Evaluations in TypeScript SDK

Manage evaluators, test suites, and batch evaluations programmatically with the TypeScript SDK

The TypeScript SDK provides an EvaluationClient that talks to the Evaluations API so you can manage evaluators, test suites, run configurations, trigger runs with scoring, and read results—all from code.

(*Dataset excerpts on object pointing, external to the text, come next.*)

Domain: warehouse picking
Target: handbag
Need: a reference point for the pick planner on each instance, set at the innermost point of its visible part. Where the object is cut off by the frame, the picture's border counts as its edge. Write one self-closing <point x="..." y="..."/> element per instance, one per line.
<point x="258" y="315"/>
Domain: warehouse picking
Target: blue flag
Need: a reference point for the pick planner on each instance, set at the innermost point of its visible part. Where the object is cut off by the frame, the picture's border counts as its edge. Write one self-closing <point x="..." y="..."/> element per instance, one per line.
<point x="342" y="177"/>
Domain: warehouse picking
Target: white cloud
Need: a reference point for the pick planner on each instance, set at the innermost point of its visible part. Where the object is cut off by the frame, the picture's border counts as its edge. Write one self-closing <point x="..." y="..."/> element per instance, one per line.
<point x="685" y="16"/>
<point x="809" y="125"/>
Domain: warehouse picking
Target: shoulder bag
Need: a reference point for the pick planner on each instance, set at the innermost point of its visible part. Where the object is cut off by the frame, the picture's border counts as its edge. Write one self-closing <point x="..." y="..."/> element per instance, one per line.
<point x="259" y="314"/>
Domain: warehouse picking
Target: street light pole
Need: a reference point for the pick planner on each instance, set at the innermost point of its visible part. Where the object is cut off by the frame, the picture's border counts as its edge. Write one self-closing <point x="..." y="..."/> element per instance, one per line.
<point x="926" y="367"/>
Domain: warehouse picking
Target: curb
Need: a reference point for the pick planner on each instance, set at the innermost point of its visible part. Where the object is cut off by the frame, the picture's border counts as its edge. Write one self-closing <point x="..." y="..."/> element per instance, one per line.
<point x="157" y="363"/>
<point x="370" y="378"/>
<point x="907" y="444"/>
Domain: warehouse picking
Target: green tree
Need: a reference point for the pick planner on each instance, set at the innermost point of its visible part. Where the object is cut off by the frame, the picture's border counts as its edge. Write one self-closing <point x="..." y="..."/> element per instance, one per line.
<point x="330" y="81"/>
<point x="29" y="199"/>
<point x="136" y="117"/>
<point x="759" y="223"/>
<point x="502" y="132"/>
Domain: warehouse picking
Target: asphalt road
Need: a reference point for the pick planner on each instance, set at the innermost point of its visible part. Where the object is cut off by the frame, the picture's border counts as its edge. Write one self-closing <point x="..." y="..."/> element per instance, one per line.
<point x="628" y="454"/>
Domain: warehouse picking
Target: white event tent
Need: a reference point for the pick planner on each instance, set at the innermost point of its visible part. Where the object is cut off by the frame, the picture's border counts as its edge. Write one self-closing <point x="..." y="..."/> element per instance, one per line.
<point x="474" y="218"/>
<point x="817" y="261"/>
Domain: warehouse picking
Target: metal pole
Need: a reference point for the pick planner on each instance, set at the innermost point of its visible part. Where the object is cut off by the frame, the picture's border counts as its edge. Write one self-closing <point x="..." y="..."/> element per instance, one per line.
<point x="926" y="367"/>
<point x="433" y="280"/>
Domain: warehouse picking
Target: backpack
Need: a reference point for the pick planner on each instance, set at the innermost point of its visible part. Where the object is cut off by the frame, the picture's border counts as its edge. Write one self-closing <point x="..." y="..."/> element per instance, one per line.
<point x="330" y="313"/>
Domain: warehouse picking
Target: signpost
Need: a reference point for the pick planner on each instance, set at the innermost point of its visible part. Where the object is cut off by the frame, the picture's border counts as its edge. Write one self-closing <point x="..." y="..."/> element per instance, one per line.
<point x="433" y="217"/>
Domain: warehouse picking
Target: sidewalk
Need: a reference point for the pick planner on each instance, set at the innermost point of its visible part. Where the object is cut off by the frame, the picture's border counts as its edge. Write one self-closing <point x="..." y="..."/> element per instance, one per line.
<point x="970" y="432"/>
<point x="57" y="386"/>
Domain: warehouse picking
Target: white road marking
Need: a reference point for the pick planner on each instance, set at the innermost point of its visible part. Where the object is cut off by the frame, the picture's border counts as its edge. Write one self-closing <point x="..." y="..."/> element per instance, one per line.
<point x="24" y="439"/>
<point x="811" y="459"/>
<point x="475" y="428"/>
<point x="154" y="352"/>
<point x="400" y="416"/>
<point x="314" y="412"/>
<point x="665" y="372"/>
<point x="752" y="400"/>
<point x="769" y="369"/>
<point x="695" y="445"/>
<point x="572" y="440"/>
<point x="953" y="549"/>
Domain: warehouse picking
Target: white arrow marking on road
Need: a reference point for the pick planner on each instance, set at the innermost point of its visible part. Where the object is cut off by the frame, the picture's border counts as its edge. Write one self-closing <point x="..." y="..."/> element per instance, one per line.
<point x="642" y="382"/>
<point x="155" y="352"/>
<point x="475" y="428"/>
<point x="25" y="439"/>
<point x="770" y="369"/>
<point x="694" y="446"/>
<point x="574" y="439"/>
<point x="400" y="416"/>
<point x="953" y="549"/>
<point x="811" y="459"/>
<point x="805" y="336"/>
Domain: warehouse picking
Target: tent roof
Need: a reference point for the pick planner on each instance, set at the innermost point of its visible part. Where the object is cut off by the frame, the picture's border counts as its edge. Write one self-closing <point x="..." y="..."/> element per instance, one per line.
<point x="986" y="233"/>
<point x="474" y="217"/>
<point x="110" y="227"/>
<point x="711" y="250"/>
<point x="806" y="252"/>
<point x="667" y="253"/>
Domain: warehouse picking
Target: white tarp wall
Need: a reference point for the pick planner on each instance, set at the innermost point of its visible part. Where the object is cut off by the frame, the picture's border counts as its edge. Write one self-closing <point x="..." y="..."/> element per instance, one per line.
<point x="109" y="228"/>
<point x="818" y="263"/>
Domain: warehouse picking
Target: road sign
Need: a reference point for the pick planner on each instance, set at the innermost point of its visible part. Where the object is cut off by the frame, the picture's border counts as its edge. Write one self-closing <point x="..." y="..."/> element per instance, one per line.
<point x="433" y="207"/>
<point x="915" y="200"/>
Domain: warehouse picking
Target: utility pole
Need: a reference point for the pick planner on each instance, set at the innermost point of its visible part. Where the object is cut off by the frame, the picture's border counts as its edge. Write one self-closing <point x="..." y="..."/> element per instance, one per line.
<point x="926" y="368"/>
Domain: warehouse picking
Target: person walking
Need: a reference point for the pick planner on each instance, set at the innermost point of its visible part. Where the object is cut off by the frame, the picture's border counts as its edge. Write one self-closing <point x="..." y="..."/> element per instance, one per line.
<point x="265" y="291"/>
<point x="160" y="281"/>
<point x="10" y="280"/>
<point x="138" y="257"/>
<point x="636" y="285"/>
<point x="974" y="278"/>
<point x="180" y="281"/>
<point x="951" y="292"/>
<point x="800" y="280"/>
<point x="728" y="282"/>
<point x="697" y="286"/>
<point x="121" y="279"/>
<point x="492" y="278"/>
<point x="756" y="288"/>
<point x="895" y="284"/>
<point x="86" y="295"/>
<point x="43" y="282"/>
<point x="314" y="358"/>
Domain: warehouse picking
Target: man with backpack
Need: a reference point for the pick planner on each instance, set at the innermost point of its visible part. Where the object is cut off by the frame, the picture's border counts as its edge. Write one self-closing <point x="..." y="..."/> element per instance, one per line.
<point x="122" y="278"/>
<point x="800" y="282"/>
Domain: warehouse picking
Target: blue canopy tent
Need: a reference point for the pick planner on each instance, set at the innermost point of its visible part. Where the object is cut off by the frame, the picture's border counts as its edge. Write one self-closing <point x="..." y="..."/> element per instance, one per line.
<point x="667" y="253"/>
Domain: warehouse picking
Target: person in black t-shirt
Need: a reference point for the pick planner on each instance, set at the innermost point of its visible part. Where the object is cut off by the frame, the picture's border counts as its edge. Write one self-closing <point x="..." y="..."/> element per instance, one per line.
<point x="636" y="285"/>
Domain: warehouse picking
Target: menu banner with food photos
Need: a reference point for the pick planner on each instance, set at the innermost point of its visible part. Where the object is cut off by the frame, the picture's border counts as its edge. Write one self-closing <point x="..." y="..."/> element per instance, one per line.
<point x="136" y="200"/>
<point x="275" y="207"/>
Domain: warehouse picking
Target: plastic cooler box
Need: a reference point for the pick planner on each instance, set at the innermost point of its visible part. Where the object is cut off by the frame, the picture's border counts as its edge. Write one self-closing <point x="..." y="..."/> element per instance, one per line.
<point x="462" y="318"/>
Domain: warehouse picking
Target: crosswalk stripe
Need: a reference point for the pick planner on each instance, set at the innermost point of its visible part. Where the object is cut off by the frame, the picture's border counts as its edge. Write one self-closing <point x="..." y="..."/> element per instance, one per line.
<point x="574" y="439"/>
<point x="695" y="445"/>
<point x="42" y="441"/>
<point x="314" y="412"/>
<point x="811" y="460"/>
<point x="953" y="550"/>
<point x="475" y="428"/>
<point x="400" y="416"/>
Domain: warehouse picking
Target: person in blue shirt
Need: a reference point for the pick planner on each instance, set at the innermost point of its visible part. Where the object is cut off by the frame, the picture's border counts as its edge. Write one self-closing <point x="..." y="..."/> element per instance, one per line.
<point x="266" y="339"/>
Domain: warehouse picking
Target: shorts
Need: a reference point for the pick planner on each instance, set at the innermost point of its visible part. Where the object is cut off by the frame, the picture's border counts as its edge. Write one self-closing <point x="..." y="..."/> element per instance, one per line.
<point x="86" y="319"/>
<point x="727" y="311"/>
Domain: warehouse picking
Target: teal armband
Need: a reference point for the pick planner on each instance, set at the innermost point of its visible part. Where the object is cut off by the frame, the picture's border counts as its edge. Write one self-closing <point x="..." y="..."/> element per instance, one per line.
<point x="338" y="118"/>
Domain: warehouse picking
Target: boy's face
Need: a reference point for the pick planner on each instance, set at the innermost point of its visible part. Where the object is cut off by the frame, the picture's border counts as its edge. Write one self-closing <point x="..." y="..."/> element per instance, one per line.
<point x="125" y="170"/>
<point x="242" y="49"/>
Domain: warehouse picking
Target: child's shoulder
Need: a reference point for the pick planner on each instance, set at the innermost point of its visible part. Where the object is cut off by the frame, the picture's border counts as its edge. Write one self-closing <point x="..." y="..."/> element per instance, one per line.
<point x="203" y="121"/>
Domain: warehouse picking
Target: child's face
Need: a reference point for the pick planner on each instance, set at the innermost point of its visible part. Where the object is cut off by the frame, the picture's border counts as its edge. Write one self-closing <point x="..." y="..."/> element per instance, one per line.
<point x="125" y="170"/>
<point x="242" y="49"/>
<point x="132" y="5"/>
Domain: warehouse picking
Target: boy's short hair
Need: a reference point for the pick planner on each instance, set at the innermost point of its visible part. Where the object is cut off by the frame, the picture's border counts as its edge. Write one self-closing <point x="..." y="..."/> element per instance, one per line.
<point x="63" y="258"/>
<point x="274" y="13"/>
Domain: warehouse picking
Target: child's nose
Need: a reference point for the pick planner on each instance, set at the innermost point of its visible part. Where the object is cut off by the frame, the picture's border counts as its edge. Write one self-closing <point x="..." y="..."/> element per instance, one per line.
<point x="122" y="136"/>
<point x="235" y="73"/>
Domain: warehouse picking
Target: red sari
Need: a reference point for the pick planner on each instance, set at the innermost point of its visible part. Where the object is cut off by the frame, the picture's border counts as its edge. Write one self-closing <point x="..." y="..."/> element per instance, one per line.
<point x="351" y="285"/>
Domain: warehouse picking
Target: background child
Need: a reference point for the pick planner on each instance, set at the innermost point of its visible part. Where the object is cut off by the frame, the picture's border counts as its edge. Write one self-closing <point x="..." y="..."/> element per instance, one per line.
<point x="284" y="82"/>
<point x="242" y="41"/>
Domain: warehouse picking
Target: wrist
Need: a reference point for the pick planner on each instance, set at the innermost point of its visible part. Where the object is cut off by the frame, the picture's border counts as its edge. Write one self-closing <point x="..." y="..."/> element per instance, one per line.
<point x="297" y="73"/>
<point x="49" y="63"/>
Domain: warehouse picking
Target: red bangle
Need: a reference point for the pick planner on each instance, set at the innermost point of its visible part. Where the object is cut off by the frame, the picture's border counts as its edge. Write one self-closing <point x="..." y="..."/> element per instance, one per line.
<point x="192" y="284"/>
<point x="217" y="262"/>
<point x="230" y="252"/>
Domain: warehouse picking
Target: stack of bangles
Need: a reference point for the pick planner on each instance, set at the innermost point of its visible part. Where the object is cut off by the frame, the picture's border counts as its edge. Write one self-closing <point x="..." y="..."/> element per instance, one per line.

For full endpoint details and request/response shapes, see the Evaluations API reference.

Setup: create a client

import { EvaluationClient } from "@inkeep/agents-sdk";

const client = new EvaluationClient({
  tenantId: process.env.INKEEP_TENANT_ID!,
  projectId: process.env.INKEEP_PROJECT_ID!,
  apiUrl: "https://api.inkeep.com",
  apiKey: process.env.INKEEP_API_KEY,
});

Parameter	Type	Required	Description
`tenantId`	string	Yes	Your tenant (organization) ID
`projectId`	string	Yes	Your project ID
`apiUrl`	string	Yes	API base URL (e.g. `https://api.inkeep.com` or your self-hosted URL)
`apiKey`	string	No	Bearer token for authenticated requests

End-to-end example

The walkthrough below creates an evaluator, a test suite with items, a run configuration, triggers an evaluation, and checks the results. Each step builds on the previous one.

Step 1 — Create an evaluator

An evaluator defines how to score agent output. You provide a prompt, a JSON schema for the structured result, and a model to run the evaluation.

The schema should include a numeric score, a boolean passed, and a reasoning string so you get both a quantitative metric and a human-readable explanation for every evaluation.

const evaluator = (await client.createEvaluator({
  name: "Answer quality",
  description: "Checks correctness, helpfulness, and tone of agent replies",
  prompt: `You are an expert QA evaluator.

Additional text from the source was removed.